On April 29th, the men were found guilty and sentenced to hang in Canon City Penitentiary on January 30, 1931.

Over the months that followed, Halliday was described as constantly in prayer. Meanwhile, Walker told his mother, 71, and two sisters that he wouldn't see them and didn't want his mother knowing he was sentenced to death. Instead, he instructed his sisters to tell their mother that he “got twenty years.” Walker then proceeded to write dozens of letters that his sisters were to mail to their mother once a month until she died.

On the morning of January 30th, the three men were led to the gallows in deference to their request to be executed together. They lined up—Walker, Halliday and then Ray—and the executioner put a noose around the neck of each man. He then put his hand on the lever, pushed forward and the floor dropped out beneath them. Unfortunately, the one thousand one hundred pound weight was not heavy enough to provide an instant death. As a result, the three men died of strangulation, a process that reportedly took several minutes.

Aside from what occurred during those ten months in '30 and '31, virtually nothing is known about John Walker, Andrew Halliday and Clyde Ray.

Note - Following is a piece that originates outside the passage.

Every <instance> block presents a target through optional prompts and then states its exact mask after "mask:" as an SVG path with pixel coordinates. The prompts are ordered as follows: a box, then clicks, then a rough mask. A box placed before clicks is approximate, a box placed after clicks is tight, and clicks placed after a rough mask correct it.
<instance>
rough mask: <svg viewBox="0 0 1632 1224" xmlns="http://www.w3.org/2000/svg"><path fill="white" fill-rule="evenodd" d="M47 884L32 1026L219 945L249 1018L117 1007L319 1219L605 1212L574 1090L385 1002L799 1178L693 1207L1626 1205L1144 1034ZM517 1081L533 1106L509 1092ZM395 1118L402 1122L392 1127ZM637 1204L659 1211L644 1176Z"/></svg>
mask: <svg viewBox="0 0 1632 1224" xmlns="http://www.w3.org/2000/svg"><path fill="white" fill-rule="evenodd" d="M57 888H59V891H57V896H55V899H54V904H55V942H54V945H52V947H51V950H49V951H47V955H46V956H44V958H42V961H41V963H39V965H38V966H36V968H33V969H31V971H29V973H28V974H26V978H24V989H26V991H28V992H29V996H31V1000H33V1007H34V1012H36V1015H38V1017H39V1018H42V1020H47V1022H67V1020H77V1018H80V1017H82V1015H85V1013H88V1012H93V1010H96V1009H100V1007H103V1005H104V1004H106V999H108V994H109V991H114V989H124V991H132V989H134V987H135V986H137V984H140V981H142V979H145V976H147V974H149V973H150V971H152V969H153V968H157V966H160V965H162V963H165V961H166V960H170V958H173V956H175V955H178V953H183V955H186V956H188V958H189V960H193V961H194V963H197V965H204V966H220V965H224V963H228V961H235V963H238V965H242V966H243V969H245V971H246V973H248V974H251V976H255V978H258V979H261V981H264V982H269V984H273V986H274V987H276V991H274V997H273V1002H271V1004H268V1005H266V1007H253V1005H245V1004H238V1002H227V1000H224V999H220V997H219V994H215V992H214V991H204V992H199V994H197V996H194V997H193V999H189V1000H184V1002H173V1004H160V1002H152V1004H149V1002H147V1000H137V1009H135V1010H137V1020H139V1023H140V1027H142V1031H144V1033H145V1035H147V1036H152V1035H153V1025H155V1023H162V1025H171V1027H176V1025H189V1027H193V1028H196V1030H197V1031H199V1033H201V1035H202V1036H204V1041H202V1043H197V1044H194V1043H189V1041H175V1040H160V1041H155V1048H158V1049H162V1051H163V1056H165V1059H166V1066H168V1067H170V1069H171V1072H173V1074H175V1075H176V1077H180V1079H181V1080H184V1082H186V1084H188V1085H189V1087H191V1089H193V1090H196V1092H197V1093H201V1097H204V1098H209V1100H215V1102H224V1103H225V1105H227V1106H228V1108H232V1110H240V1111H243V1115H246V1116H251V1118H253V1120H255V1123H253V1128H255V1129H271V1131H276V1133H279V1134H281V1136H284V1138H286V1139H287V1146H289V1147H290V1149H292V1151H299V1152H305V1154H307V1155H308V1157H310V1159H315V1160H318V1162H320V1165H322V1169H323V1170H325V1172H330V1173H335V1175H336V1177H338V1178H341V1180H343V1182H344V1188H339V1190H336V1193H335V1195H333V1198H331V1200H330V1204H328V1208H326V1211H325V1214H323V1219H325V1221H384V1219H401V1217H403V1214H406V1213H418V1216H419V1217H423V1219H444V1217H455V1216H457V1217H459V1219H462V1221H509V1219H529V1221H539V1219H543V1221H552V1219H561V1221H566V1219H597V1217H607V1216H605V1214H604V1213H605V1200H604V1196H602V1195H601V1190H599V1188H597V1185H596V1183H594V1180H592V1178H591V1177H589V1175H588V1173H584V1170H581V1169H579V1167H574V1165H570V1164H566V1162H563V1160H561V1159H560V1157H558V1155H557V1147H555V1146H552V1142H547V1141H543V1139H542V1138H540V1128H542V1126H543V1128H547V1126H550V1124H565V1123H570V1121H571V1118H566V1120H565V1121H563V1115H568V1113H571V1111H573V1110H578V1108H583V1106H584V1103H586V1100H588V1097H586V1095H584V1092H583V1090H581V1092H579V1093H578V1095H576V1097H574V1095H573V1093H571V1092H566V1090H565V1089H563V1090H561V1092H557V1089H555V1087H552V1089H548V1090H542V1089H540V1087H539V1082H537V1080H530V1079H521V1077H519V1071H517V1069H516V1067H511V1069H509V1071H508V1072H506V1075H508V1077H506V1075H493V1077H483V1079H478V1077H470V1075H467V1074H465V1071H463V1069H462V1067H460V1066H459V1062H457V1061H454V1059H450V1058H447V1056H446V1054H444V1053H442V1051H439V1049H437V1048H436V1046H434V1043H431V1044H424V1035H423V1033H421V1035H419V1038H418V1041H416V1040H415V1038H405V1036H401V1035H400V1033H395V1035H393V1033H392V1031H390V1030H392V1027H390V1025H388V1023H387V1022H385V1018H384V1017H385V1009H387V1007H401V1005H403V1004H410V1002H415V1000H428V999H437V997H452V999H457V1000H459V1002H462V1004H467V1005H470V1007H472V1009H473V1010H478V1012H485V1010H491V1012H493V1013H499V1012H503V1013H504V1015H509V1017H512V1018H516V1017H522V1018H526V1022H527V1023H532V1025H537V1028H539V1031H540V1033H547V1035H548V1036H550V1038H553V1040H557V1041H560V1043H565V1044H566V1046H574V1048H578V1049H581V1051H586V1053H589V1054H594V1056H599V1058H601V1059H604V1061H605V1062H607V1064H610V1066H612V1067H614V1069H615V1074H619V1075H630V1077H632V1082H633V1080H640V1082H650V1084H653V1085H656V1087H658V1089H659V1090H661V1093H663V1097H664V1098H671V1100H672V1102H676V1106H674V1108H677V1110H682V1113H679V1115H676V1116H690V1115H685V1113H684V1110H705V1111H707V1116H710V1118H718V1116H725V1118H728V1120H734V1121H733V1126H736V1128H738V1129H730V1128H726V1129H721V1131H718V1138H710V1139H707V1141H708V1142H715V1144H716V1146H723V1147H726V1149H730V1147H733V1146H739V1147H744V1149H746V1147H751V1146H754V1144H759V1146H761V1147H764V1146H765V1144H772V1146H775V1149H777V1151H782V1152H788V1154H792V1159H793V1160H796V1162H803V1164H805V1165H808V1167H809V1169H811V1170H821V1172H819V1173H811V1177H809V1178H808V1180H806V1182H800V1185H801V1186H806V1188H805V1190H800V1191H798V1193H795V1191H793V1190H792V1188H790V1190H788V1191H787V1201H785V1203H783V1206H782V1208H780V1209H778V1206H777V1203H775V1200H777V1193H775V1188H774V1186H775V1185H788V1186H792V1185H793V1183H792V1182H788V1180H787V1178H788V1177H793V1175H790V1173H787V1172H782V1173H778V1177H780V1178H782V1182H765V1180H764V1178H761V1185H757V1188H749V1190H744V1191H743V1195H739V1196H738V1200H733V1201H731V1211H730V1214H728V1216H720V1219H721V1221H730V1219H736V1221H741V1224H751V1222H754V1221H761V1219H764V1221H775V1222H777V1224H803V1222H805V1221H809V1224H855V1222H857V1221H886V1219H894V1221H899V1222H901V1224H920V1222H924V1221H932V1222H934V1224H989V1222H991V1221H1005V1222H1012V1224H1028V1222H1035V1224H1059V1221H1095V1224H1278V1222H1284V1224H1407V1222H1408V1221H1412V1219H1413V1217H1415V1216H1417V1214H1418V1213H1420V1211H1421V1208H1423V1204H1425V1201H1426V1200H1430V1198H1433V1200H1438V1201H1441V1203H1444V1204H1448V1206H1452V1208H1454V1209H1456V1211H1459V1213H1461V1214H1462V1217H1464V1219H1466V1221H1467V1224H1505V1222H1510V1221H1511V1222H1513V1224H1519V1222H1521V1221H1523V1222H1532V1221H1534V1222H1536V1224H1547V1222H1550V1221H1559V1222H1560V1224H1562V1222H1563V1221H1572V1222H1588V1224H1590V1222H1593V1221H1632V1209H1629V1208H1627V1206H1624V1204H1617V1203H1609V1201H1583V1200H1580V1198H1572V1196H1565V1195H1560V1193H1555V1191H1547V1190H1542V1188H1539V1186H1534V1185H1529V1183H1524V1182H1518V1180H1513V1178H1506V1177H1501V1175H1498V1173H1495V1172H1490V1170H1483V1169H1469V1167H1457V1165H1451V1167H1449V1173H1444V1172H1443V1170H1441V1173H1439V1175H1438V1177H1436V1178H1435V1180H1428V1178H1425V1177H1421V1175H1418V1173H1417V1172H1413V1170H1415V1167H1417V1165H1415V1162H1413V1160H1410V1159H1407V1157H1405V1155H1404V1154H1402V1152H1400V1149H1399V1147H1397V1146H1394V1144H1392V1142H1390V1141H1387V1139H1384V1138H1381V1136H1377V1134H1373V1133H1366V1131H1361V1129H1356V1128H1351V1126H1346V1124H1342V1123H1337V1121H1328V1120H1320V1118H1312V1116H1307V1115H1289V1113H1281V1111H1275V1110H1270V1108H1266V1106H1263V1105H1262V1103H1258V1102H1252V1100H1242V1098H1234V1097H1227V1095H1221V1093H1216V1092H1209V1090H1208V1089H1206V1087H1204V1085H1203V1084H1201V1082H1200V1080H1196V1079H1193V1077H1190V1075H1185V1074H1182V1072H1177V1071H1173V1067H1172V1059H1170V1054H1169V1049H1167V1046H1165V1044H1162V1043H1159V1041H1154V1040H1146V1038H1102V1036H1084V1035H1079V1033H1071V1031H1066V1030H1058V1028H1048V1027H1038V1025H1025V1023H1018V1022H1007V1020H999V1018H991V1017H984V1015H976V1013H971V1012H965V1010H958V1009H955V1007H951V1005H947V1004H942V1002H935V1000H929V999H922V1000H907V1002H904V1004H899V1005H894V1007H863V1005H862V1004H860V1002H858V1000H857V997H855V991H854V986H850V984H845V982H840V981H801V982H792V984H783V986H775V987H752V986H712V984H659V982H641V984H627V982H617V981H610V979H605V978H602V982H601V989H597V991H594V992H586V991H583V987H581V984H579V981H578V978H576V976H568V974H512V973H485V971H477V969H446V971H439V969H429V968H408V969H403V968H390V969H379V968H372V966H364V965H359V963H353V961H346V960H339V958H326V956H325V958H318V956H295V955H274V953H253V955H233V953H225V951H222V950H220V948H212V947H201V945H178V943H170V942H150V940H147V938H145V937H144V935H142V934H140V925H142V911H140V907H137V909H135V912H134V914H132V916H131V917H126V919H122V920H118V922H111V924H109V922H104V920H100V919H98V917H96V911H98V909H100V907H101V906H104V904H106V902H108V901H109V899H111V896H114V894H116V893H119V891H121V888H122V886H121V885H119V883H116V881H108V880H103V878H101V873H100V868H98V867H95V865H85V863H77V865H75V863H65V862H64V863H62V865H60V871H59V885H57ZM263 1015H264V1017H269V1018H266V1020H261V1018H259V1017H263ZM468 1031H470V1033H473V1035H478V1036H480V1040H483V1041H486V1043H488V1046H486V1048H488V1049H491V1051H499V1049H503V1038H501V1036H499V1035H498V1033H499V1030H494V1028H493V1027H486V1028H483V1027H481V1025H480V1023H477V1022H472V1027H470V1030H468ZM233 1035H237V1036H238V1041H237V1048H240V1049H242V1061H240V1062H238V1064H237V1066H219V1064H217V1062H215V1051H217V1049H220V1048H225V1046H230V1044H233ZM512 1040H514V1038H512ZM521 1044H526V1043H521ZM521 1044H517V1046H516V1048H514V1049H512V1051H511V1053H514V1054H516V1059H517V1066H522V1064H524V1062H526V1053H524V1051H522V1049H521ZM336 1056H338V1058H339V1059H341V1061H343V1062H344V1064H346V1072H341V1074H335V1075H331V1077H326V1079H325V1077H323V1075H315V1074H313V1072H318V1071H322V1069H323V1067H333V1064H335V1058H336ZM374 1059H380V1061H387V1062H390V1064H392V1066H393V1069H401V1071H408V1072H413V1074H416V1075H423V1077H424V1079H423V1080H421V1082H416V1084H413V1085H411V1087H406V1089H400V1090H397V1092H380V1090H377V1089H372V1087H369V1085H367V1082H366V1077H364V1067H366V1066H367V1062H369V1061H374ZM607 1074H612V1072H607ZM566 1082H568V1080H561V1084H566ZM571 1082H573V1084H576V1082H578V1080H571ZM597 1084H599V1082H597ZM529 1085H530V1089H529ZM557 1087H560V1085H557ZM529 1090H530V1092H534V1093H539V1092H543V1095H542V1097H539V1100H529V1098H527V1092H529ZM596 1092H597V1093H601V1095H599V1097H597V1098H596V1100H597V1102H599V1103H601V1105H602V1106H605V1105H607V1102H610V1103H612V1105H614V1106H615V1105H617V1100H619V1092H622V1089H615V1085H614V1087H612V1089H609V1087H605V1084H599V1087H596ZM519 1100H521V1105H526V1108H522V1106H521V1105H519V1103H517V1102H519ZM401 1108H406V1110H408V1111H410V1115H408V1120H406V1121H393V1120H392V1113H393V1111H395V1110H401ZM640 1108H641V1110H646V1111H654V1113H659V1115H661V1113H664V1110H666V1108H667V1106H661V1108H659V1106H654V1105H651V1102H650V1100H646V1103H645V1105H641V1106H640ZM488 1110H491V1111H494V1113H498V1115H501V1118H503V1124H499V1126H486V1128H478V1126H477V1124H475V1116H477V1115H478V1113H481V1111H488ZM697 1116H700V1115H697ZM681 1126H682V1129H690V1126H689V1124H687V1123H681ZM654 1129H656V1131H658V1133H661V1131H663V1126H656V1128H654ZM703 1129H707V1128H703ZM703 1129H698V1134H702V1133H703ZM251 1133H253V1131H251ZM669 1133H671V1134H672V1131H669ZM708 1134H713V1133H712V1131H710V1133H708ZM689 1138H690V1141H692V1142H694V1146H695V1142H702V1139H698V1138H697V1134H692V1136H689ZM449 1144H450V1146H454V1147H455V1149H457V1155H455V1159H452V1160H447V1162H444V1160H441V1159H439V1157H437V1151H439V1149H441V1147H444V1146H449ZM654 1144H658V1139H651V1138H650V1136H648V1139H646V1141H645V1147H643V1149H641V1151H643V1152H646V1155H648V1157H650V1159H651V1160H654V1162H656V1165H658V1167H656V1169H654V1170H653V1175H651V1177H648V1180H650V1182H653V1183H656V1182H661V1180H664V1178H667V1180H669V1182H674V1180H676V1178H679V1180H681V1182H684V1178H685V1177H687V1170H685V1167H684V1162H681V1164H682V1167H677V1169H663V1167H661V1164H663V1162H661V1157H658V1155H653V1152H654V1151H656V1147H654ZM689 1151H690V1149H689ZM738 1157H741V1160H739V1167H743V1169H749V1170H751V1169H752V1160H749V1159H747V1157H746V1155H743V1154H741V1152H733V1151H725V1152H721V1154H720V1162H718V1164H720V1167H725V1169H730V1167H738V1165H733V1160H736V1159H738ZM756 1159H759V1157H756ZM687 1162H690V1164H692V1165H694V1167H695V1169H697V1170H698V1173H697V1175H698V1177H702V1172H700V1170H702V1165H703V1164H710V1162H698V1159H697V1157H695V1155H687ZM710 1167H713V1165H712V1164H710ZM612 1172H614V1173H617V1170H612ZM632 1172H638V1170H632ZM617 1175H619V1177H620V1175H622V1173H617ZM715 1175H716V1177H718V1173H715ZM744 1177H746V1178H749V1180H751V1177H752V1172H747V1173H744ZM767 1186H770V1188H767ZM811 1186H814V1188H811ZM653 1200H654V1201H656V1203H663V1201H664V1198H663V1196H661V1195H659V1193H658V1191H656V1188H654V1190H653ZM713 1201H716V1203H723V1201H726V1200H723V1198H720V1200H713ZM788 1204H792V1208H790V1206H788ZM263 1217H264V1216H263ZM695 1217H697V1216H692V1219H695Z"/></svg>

It's almost as if, once those shots were fired, they ceased to have a past or an identity of any kind outside of the crime. And even that was extinguished once they fell from the gallows on that January morning.

Eighty-five years later, Coral Hickman is still hailed as a hero in Kiowa County. And over those same years, the three killers have morphed into one man—the Manter bandit—known only for six shots fired from a gun and 26 hours on the run.